At least 29 people were killed in a raid on an Afghan prison claimed by the Islamic State group, officials said Monday, as the country waited to see if a government ceasefire with the Taliban would rupture after its formal expiration.
Fighting finally ended at mid-afternoon at the jail in the eastern city of Jalalabad, where about 1,700 IS and Taliban inmates were being held, reports AFP.
IS’s news outlet Amaq said its fighters were behind the raid that had started with a suicide car bomb attack, and saw more than 1,000 inmates escape before most of them were recaptured.
The attack was the most violent incident since the Taliban and Afghan security forces held a three-day ceasefire over the Muslim festival of Eid al-Adha which ended Sunday.
IS was not part of the truce which Afghan authorities hoped would pave the way for peace talks with the Taliban as early as this week.
An AFP correspondent who toured the prison after the attack ended saw bodies of some attackers and inmates lying in the prison compound.

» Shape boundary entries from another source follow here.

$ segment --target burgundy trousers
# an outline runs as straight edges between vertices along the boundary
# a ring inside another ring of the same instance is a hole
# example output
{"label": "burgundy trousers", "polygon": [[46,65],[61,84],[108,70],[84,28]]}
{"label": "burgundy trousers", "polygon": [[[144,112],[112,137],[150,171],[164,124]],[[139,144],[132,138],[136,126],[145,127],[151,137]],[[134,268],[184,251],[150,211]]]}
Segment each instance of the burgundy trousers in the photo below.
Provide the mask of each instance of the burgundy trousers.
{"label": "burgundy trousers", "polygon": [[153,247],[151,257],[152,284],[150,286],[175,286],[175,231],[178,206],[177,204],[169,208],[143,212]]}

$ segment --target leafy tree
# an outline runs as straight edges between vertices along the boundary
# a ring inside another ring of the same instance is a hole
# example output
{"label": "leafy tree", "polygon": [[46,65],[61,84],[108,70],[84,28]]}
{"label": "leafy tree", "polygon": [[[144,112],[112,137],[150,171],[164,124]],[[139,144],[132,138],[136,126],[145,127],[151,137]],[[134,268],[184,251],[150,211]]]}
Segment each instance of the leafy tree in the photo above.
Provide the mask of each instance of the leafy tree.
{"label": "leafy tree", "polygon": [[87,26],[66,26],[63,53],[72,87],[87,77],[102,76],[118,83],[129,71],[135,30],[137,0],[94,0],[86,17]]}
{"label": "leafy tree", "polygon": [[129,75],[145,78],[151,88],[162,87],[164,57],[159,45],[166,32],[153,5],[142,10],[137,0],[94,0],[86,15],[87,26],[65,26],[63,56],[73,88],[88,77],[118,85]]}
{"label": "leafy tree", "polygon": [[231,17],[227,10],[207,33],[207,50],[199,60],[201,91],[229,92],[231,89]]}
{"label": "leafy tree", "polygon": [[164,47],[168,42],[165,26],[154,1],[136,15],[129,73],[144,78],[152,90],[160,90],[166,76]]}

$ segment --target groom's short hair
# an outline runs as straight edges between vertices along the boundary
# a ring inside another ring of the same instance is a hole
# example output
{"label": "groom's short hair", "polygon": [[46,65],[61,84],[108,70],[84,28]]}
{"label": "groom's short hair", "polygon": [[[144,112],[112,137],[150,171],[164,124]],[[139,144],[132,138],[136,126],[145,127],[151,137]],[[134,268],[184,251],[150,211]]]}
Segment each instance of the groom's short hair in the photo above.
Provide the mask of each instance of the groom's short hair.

The entrance to the jail was blown up by the initial car bomb attack. Several cells were burnt and damaged, while some had prisoners inside.
The Nangarhar governor’s spokesman Attaullah Khogyani told AFP that 29 people had died in the fighting.
Officials said a total of 10 attackers were also killed. Meanwhile, the government accused the Taliban of violating the ceasefire 38 times over the three-day truce.
Interior ministry spokesman Tareq Arian said the insurgents had killed 20 civilians and wounded 40 by “carrying out terrorist and offensive attacks as well as using landmines”. The Taliban rejected his charges.
Under a deal signed by the Taliban and the United States in February, the “intra-Afghan” talks were supposed to start in March. Talks however were delayed amid political infighting in Kabul, and as an agreed prisoner swap dragged on.